Are data sharing requirements mandatory for all research types?

Requirements vary by journal, publisher, and research type. Nature Portfolio journals, Cell Press, PLOS journals, and BMJ require data sharing for all original research by default, with exceptions for privacy-restricted data. Most journals with data sharing policies require a Data Availability Statement in the manuscript regardless of whether data can be fully shared. If data cannot be shared, you must explain why - privacy, legal restrictions, or third-party ownership are all accepted reasons at most journals.

Where should I deposit research data before submitting a manuscript?

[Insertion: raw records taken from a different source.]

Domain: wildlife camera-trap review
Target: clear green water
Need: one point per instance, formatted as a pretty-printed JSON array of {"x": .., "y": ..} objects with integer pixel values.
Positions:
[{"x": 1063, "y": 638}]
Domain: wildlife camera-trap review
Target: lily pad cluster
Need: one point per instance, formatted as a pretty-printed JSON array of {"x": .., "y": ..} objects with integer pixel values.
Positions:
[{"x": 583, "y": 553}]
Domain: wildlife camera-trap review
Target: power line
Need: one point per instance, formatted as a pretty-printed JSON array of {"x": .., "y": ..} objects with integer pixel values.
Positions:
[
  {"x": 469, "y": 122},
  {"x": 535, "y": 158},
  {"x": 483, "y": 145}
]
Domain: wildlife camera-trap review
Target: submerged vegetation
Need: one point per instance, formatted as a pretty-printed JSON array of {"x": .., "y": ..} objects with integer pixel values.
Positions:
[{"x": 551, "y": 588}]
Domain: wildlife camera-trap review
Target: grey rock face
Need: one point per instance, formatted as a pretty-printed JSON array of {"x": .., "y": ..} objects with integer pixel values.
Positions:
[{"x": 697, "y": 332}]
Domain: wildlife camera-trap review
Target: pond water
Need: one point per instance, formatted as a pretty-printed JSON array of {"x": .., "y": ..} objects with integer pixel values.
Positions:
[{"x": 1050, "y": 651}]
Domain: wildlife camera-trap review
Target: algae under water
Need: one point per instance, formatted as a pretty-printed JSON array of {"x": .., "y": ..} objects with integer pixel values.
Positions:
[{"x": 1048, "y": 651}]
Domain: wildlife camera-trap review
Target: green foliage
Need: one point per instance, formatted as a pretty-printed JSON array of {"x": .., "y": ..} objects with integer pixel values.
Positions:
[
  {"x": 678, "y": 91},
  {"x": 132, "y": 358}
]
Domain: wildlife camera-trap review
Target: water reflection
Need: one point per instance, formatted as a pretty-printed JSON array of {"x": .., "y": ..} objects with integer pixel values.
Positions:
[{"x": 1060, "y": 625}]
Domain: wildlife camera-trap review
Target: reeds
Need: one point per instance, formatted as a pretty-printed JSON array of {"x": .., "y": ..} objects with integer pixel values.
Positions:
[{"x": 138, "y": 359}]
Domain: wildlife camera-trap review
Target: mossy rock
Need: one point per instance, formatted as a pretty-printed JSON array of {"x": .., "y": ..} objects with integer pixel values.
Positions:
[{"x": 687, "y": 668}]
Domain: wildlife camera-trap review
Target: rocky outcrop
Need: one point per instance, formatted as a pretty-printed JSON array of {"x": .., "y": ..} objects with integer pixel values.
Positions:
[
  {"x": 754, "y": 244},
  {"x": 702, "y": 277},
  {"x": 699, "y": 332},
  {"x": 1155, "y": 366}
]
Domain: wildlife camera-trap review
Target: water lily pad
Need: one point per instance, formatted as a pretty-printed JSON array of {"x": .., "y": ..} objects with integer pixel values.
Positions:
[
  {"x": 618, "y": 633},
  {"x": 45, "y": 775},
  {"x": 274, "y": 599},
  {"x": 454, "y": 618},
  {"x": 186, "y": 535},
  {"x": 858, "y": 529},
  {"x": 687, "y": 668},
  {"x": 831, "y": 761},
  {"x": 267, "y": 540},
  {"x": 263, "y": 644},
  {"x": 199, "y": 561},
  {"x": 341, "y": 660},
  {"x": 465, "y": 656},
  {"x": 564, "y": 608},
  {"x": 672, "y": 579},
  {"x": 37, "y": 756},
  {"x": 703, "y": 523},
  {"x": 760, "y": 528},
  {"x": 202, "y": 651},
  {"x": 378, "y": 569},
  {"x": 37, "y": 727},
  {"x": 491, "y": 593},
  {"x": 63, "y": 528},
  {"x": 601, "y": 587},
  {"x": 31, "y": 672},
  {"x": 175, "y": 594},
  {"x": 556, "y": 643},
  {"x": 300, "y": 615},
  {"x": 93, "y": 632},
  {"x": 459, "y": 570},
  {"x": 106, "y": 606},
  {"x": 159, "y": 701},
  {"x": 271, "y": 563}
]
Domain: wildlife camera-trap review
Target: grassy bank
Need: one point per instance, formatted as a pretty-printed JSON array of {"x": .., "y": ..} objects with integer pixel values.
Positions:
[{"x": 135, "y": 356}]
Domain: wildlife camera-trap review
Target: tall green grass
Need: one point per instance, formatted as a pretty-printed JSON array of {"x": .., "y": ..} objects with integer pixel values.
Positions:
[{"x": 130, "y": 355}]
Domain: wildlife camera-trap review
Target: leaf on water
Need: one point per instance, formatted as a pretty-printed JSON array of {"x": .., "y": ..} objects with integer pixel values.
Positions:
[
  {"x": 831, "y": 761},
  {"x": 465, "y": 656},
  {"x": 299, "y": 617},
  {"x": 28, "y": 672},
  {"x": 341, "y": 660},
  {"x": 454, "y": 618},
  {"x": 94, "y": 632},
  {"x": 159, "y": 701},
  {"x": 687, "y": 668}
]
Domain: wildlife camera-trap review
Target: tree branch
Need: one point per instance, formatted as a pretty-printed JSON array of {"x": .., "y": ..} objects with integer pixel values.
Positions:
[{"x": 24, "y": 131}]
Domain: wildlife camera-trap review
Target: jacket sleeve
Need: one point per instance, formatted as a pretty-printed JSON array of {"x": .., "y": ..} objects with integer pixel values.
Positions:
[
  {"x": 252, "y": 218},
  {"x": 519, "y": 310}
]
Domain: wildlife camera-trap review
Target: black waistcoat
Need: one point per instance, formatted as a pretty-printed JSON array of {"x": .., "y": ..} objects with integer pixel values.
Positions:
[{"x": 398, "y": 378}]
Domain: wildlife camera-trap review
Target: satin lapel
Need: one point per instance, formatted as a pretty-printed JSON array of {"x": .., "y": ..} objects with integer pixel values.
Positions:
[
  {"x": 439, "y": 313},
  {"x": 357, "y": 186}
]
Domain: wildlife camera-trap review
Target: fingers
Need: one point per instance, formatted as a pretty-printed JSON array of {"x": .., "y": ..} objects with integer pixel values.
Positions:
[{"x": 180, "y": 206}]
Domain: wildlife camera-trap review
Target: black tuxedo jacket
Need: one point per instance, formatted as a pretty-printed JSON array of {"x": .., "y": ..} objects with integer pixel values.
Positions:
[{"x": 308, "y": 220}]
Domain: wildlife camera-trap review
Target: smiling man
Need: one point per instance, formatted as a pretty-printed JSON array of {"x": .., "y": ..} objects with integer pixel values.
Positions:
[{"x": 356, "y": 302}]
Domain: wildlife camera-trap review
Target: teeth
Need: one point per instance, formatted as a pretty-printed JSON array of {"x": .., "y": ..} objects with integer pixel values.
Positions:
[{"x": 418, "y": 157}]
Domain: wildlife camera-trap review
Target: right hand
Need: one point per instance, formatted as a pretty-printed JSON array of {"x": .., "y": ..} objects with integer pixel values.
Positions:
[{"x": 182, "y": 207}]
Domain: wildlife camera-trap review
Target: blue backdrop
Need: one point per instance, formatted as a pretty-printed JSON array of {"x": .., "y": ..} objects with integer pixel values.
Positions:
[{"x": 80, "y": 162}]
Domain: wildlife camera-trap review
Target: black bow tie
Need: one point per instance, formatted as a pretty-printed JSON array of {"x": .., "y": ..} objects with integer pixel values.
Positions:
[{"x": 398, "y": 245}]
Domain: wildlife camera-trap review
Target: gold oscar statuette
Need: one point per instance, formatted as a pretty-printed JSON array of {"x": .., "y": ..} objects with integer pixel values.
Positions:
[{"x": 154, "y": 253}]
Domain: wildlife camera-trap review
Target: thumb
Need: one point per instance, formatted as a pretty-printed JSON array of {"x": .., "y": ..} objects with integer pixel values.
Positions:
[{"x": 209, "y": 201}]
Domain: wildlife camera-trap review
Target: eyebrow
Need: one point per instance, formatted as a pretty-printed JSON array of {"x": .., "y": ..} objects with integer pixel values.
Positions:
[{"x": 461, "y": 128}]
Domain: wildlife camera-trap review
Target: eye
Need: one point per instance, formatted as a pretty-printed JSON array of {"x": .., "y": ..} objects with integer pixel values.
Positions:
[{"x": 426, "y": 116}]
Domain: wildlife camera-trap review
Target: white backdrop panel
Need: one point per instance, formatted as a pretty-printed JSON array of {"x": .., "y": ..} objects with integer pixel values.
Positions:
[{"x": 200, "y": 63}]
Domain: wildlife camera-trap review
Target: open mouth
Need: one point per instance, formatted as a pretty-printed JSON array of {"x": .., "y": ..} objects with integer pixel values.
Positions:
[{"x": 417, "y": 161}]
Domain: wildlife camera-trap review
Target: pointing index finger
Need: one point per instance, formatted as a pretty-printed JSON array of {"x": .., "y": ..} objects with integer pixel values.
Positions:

The right repository depends on your data type. Genomics data goes to NCBI (GEO for gene expression, SRA for raw sequencing, dbGaP for controlled human genomics data). Protein structures go to the RCSB Protein Data Bank. Clinical trial data goes to ClinicalTrials.gov. For general research data without a domain-specific repository, Zenodo, Figshare, or Dryad are widely accepted. Most journals provide a list of recommended repositories in their data sharing policy.

What should a Data Availability Statement include?

A Data Availability Statement should specify: (1) where the data can be accessed (repository name and URL or DOI), (2) any access restrictions and the reason for them, and (3) the accession number or identifier for the deposited dataset. If all data are in the manuscript itself (in figures and tables), state that explicitly. If data cannot be shared due to privacy or ethical restrictions, state the restriction and whether data can be requested from the corresponding author. Many journals provide a template - use it, since reviewers and editors check the statement during review.